Archange Nkumu

Personal information
- Date of birth: 5 November 1993 (age 31)
- Place of birth: Tottenham, England
- Height: 1.88 m (6 ft 2 in)
- Position(s): Defender, midfielder

Youth career
- 2003–2012: Chelsea

Senior career*
- Years: Team / Apps / (Gls)
- 2012–2013: Chelsea / 0 / (0)
- 2012: → Yeovil Town (loan) / 1 / (0)
- 2012–2013: → Colchester United (loan) / 0 / (0)
- 2013: Concord Rangers / 0 / (0)
- 2015–2019: KA / 69 / (4)
- 2019: Haringey Borough / 0 / (0)
- 2019: Þróttur Reykjavík / 14 / (0)
- Total:  / 87 / (4)

= Archange Nkumu =

English footballer

Archange Nkumu (born 5 November 1993) is an English professional footballer who plays as a defender or midfielder.

== Career ==
=== Chelsea ===
Archange joined the Chelsea Academy at the age of 10 and has been used in both midfield and defensive positions while progressing through the ranks at the club. He has travelled and been a part of various overseas tournaments with the academy, including the 2010 Dallas Cup.
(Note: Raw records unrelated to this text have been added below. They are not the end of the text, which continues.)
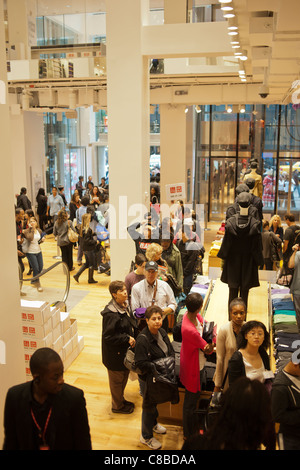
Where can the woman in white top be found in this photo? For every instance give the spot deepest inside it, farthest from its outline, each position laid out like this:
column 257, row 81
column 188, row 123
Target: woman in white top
column 226, row 343
column 251, row 359
column 33, row 251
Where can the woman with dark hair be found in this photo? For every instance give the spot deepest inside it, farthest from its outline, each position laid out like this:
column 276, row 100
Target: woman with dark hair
column 60, row 230
column 244, row 422
column 251, row 359
column 119, row 330
column 74, row 205
column 152, row 343
column 226, row 343
column 41, row 200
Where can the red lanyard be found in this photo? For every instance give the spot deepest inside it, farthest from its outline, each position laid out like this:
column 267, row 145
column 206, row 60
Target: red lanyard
column 42, row 433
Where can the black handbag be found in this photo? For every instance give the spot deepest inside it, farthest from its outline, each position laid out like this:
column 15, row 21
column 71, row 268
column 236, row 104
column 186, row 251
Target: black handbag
column 215, row 404
column 162, row 387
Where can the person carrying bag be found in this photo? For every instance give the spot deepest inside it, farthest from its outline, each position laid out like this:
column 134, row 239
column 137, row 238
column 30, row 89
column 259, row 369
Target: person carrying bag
column 155, row 358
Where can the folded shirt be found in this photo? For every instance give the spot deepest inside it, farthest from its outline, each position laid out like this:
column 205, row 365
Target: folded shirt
column 284, row 312
column 283, row 304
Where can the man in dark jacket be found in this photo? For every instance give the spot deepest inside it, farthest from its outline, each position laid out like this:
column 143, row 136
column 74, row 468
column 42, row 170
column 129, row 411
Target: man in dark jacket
column 46, row 413
column 285, row 402
column 119, row 330
column 190, row 251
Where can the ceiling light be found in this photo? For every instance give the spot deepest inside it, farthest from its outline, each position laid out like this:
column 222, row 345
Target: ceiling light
column 244, row 55
column 226, row 8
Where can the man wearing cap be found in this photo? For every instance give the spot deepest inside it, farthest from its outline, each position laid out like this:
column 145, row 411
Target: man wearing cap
column 153, row 291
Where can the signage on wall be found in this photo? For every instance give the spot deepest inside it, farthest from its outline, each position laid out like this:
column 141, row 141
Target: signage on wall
column 175, row 191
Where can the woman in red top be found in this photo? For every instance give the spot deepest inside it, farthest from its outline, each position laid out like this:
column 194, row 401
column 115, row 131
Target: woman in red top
column 192, row 360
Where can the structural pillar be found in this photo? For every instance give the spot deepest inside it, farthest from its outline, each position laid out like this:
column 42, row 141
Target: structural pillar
column 12, row 361
column 128, row 126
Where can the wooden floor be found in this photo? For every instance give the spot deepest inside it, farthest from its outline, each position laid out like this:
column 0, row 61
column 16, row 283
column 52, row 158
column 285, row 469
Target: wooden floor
column 109, row 431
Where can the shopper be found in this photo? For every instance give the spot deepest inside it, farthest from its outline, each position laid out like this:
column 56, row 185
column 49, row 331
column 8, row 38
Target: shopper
column 289, row 237
column 244, row 422
column 33, row 251
column 251, row 358
column 272, row 249
column 46, row 402
column 137, row 275
column 41, row 211
column 88, row 244
column 74, row 205
column 192, row 360
column 190, row 251
column 285, row 399
column 152, row 343
column 275, row 226
column 153, row 291
column 84, row 202
column 119, row 331
column 226, row 343
column 22, row 200
column 54, row 204
column 60, row 230
column 172, row 256
column 294, row 263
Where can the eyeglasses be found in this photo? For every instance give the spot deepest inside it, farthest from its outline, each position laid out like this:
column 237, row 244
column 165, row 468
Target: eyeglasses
column 256, row 333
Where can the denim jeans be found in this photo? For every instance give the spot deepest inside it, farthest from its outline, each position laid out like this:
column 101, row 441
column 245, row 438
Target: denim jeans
column 36, row 262
column 189, row 418
column 149, row 415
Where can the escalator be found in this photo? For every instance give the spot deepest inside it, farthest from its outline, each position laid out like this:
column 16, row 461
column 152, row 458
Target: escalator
column 53, row 292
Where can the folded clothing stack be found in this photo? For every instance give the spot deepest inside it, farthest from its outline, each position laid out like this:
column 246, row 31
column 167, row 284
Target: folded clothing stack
column 285, row 329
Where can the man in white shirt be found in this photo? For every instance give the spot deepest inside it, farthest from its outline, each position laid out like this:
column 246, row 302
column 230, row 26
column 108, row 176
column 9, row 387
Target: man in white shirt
column 153, row 291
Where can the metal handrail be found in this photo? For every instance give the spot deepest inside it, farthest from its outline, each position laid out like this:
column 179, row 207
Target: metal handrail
column 45, row 271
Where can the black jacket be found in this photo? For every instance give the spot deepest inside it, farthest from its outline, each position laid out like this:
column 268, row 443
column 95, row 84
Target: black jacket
column 241, row 251
column 236, row 367
column 285, row 402
column 117, row 327
column 147, row 350
column 68, row 427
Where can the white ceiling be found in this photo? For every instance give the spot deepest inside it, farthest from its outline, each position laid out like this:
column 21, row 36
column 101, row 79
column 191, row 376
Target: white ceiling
column 269, row 30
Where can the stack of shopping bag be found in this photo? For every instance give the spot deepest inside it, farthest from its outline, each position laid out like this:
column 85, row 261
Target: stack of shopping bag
column 285, row 329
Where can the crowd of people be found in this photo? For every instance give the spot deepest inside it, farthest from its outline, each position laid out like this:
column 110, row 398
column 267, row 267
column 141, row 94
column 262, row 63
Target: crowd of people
column 139, row 317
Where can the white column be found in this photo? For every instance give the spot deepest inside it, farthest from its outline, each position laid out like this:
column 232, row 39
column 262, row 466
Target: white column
column 12, row 365
column 172, row 146
column 128, row 125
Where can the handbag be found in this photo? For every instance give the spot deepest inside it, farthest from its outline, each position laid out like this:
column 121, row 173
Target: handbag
column 215, row 404
column 129, row 360
column 72, row 235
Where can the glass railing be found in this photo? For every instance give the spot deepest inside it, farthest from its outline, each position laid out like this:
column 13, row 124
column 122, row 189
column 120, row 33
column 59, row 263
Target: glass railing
column 54, row 284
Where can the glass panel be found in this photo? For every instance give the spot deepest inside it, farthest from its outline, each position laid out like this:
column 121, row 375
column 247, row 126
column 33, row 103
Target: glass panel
column 222, row 186
column 269, row 181
column 288, row 187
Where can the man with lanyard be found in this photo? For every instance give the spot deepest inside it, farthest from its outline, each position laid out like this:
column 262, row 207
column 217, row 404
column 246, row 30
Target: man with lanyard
column 153, row 291
column 46, row 413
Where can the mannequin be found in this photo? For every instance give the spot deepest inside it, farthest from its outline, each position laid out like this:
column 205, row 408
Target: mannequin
column 235, row 208
column 241, row 250
column 258, row 187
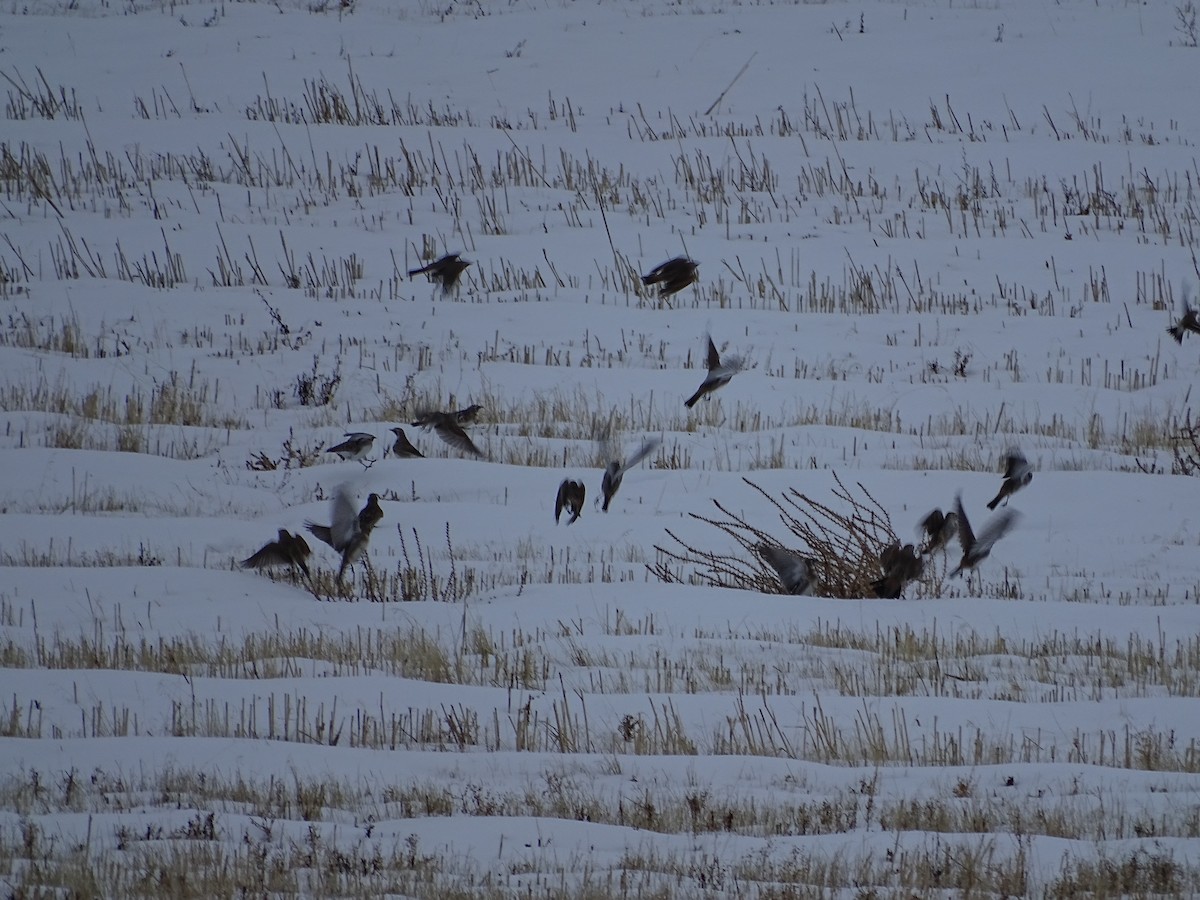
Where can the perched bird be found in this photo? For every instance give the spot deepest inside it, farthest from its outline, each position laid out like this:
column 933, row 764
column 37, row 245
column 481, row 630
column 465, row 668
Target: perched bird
column 465, row 417
column 403, row 448
column 615, row 472
column 718, row 375
column 1188, row 322
column 348, row 532
column 570, row 497
column 939, row 529
column 976, row 549
column 900, row 565
column 357, row 445
column 673, row 275
column 287, row 550
column 447, row 269
column 1018, row 473
column 449, row 430
column 795, row 571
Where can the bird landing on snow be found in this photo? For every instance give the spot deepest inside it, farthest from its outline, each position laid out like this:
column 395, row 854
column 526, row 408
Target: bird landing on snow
column 719, row 373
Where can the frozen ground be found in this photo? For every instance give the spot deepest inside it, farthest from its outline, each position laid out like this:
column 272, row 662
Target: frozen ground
column 933, row 232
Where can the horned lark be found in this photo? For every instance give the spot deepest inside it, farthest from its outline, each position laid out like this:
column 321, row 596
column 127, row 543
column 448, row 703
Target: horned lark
column 976, row 549
column 570, row 497
column 900, row 565
column 673, row 275
column 939, row 529
column 718, row 375
column 348, row 532
column 616, row 471
column 1018, row 473
column 447, row 269
column 357, row 445
column 288, row 549
column 449, row 430
column 795, row 571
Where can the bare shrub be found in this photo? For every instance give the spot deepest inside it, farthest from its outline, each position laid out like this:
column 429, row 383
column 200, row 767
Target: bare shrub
column 844, row 547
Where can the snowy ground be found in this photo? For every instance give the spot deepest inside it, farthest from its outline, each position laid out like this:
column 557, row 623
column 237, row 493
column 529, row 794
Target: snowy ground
column 933, row 232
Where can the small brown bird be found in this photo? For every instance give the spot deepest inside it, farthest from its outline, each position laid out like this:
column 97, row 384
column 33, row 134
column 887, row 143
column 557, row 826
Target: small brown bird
column 795, row 571
column 976, row 550
column 673, row 275
column 348, row 532
column 570, row 497
column 615, row 472
column 449, row 430
column 288, row 549
column 939, row 529
column 1018, row 473
column 357, row 445
column 403, row 448
column 447, row 269
column 718, row 375
column 1188, row 322
column 900, row 565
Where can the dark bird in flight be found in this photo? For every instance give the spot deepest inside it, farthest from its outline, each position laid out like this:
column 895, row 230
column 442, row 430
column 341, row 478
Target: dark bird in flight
column 900, row 565
column 403, row 448
column 615, row 472
column 719, row 375
column 448, row 427
column 355, row 447
column 673, row 275
column 570, row 497
column 939, row 529
column 1018, row 473
column 445, row 269
column 1188, row 322
column 976, row 549
column 288, row 549
column 348, row 531
column 795, row 571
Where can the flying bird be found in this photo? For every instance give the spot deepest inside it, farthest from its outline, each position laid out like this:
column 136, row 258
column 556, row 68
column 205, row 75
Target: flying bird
column 403, row 448
column 286, row 550
column 976, row 549
column 719, row 375
column 348, row 532
column 355, row 447
column 448, row 427
column 1018, row 473
column 1188, row 322
column 900, row 565
column 445, row 269
column 673, row 275
column 795, row 571
column 570, row 497
column 465, row 417
column 939, row 529
column 615, row 472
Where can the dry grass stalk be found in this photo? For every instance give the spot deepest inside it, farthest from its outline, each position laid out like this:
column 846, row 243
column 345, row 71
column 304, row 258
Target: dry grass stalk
column 844, row 547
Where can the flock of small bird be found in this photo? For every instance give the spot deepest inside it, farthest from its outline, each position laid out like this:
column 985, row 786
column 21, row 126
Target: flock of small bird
column 349, row 531
column 904, row 564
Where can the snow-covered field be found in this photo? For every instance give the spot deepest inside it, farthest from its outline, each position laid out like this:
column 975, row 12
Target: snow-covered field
column 931, row 232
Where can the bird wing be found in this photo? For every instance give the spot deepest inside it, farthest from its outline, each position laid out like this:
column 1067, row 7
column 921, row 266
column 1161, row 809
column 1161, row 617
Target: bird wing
column 453, row 433
column 996, row 528
column 714, row 358
column 966, row 537
column 793, row 570
column 343, row 519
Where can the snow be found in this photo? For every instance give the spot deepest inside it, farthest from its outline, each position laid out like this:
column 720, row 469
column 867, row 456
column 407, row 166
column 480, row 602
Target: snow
column 931, row 232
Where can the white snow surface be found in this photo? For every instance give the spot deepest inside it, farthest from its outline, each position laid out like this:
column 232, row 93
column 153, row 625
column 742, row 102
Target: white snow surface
column 886, row 190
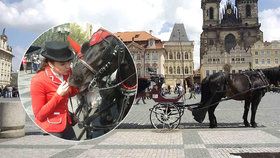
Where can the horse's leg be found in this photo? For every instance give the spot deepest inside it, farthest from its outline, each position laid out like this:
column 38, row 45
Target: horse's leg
column 254, row 107
column 245, row 114
column 212, row 117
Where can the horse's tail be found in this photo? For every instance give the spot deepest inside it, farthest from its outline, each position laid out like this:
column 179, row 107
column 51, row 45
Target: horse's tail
column 199, row 112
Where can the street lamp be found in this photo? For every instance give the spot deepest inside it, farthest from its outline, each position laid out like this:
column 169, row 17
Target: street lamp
column 63, row 32
column 182, row 56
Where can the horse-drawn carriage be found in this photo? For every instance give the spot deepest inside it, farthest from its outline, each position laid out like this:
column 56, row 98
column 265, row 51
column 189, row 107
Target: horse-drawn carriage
column 249, row 86
column 105, row 74
column 103, row 70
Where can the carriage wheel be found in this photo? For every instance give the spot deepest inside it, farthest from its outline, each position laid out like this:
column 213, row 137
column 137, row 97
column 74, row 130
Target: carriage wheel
column 165, row 116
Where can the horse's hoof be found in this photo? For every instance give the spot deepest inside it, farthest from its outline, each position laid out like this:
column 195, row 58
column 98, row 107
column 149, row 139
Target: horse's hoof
column 254, row 125
column 247, row 124
column 213, row 126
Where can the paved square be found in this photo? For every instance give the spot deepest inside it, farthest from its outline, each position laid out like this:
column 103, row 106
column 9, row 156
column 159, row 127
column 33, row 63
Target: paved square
column 42, row 140
column 144, row 138
column 237, row 137
column 226, row 152
column 27, row 153
column 135, row 153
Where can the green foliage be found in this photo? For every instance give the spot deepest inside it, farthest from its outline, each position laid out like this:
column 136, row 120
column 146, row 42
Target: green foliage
column 60, row 33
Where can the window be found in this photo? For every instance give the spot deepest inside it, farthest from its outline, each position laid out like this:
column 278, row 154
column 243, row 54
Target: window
column 186, row 70
column 155, row 56
column 138, row 56
column 170, row 55
column 148, row 56
column 178, row 55
column 230, row 42
column 186, row 55
column 207, row 73
column 170, row 70
column 211, row 13
column 248, row 11
column 178, row 70
column 256, row 61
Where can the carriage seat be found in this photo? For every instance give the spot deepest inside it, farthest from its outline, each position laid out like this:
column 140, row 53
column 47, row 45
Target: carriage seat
column 157, row 96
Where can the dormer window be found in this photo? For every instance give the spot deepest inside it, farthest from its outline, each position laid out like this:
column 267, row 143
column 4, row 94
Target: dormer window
column 248, row 11
column 211, row 13
column 151, row 42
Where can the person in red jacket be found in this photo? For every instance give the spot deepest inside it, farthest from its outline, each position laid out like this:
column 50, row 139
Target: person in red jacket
column 50, row 91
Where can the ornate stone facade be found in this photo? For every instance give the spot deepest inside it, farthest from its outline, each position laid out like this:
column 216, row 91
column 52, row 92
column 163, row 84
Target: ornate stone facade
column 146, row 50
column 228, row 36
column 5, row 60
column 178, row 57
column 265, row 54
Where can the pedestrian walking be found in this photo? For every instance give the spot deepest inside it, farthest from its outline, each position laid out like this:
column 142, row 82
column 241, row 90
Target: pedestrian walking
column 24, row 64
column 50, row 91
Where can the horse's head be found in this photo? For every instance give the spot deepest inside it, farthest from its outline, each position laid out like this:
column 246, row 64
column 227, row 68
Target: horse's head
column 190, row 81
column 143, row 83
column 101, row 56
column 158, row 79
column 273, row 75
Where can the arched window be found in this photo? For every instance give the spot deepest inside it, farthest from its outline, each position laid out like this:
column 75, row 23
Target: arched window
column 170, row 55
column 186, row 70
column 230, row 42
column 248, row 11
column 186, row 55
column 170, row 70
column 178, row 55
column 211, row 13
column 178, row 70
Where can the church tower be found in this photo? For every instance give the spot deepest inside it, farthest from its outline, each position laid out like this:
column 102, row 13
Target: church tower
column 248, row 11
column 210, row 12
column 228, row 35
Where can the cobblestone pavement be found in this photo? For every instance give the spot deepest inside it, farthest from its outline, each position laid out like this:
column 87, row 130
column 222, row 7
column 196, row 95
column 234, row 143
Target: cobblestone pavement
column 135, row 137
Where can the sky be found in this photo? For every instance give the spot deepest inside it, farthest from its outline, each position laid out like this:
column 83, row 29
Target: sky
column 25, row 20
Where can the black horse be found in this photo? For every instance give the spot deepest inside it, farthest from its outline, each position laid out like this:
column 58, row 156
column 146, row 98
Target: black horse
column 106, row 76
column 250, row 86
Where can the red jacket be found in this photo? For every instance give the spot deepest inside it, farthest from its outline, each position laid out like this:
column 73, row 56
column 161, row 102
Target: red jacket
column 49, row 108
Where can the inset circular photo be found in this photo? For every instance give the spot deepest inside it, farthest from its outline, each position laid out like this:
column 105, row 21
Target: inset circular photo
column 77, row 82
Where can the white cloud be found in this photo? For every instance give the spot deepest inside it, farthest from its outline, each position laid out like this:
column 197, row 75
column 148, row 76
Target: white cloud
column 270, row 24
column 121, row 15
column 18, row 55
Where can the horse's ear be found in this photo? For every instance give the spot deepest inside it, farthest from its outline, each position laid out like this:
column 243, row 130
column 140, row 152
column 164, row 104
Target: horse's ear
column 85, row 47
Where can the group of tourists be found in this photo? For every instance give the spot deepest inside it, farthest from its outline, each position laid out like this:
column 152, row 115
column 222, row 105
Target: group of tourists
column 9, row 91
column 35, row 63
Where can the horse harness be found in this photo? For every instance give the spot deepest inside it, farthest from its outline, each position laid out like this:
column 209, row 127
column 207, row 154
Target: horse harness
column 262, row 77
column 126, row 90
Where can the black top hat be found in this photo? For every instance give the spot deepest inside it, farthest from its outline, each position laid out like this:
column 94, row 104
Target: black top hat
column 57, row 51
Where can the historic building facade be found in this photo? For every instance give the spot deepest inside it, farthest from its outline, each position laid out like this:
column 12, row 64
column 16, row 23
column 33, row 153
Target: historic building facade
column 146, row 50
column 5, row 60
column 265, row 54
column 178, row 62
column 228, row 36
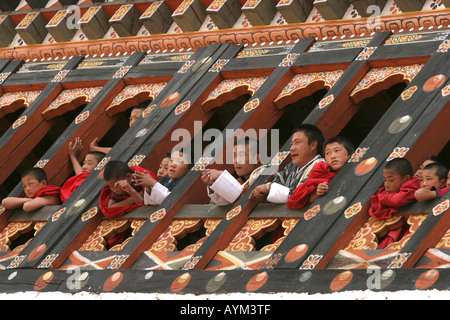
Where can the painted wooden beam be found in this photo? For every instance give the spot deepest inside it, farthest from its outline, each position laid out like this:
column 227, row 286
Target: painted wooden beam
column 332, row 206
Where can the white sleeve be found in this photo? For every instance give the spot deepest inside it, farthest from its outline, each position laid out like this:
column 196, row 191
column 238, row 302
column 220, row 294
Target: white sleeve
column 157, row 195
column 216, row 198
column 227, row 187
column 278, row 193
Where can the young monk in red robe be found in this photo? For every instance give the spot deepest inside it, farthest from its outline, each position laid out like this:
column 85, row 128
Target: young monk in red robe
column 91, row 160
column 398, row 191
column 337, row 151
column 433, row 182
column 38, row 193
column 120, row 194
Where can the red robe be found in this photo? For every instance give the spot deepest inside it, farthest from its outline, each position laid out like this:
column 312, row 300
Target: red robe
column 71, row 185
column 320, row 173
column 49, row 191
column 384, row 205
column 116, row 212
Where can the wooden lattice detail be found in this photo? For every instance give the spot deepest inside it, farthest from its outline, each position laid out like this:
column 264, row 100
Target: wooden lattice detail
column 367, row 237
column 444, row 243
column 230, row 89
column 105, row 231
column 288, row 225
column 177, row 230
column 14, row 230
column 377, row 76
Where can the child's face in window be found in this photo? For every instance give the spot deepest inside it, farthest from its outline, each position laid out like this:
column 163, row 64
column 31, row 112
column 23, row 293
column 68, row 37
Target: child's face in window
column 163, row 168
column 393, row 181
column 31, row 185
column 429, row 179
column 244, row 160
column 89, row 163
column 178, row 165
column 135, row 114
column 336, row 155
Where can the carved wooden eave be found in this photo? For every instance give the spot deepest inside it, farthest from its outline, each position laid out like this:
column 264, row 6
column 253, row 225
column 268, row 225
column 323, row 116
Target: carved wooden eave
column 387, row 89
column 255, row 35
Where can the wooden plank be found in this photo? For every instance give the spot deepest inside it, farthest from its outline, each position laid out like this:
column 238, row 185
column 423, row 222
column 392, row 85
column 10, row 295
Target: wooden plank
column 72, row 208
column 57, row 241
column 381, row 142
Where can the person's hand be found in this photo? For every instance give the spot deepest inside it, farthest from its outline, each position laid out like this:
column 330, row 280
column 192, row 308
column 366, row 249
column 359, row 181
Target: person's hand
column 322, row 188
column 75, row 147
column 93, row 145
column 143, row 179
column 260, row 193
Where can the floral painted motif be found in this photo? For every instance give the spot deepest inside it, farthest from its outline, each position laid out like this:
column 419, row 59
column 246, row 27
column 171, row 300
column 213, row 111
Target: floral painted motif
column 366, row 53
column 312, row 261
column 117, row 262
column 201, row 164
column 233, row 213
column 57, row 214
column 182, row 107
column 158, row 215
column 444, row 46
column 60, row 76
column 41, row 163
column 89, row 214
column 399, row 260
column 191, row 263
column 47, row 262
column 446, row 91
column 325, row 102
column 353, row 210
column 399, row 152
column 251, row 105
column 218, row 65
column 289, row 60
column 358, row 154
column 408, row 93
column 441, row 207
column 186, row 66
column 137, row 159
column 279, row 158
column 19, row 122
column 102, row 163
column 122, row 72
column 311, row 213
column 81, row 117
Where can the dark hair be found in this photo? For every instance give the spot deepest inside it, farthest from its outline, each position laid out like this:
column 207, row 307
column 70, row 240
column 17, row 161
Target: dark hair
column 313, row 133
column 347, row 144
column 116, row 169
column 401, row 166
column 98, row 155
column 439, row 169
column 37, row 173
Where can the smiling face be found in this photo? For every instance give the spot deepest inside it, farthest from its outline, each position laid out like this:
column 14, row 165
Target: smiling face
column 31, row 185
column 89, row 163
column 393, row 181
column 178, row 165
column 336, row 155
column 301, row 150
column 430, row 179
column 135, row 114
column 244, row 160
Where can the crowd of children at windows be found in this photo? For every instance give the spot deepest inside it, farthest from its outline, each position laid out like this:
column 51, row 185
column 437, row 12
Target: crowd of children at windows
column 302, row 181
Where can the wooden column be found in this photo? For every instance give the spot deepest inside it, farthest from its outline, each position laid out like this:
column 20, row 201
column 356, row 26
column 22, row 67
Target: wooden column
column 306, row 243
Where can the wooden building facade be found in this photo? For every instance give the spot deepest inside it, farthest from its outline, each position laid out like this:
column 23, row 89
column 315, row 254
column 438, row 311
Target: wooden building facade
column 381, row 81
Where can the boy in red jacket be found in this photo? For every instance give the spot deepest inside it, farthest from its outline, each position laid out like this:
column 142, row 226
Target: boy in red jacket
column 38, row 193
column 337, row 151
column 398, row 191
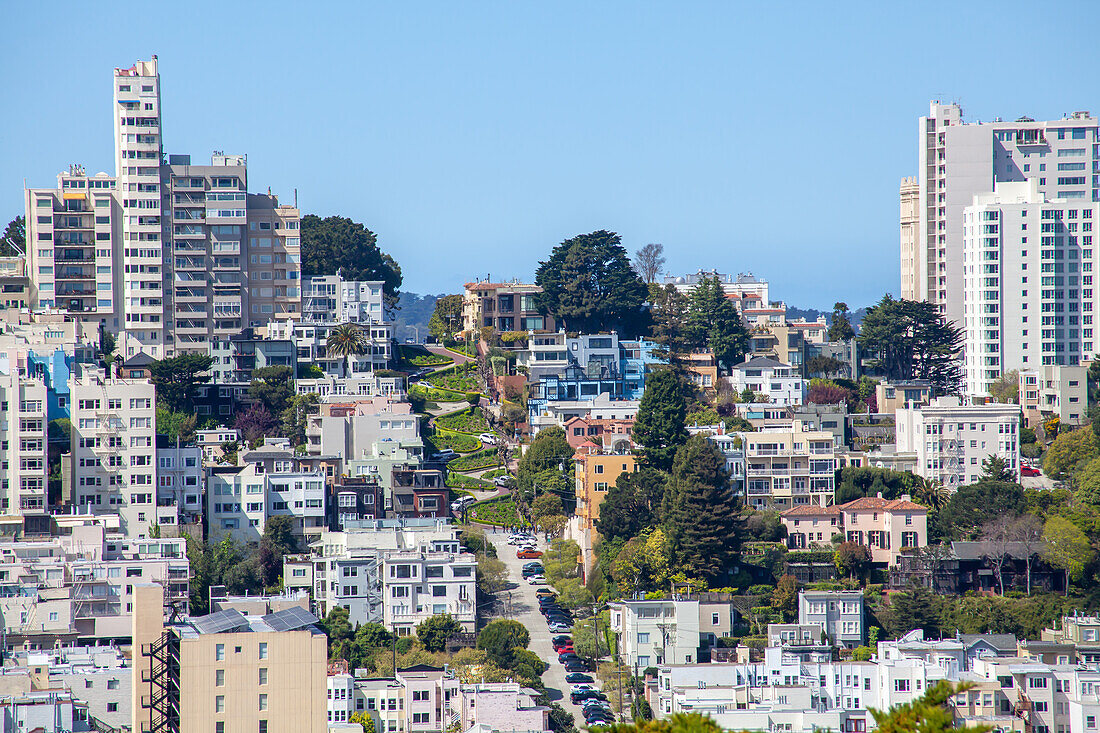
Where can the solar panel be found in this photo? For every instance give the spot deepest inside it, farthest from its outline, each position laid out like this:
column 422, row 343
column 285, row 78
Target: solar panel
column 220, row 622
column 290, row 619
In the 2010-11 Archange started being picked for reserve team matches, and scored his first goal away at Manchester United in April 2011. Another high point for Nkumu was that he started in the second leg of the 2011-12 FA Youth Cup final, which Chelsea went on and won. He was released by Chelsea in May 2013.

====Loan spells====
On 23 August 2012, Nkumu joined League One side Yeovil Town on a one-month loan spell.
Nkumu made his professional debut on 18 September 2012 in a 4–1 loss against Leyton Orient as a late substitute.

On 23 October 2012, Nkumu signed on loan for Colchester United until 14 January 2013, but returned a month early, on 1 December 2012.

At the end of April 2019, Nkumu joined Þróttur Reykjavík after a short period at the English club Haringey Borough.

===Iceland===
In 2015, Nkumu joined 1. deild karla side KA, making 69 league appearances in four seasons with the club, helping them to promotion in his second season. On 19 April 2019, Nkumu left KA to join second-tier side Þróttur Reykjavík.

==International career==
Born in England, Nkumu is of DR Congolese descent. He was called up to a training camp for the DR Congo U18s in February 2011.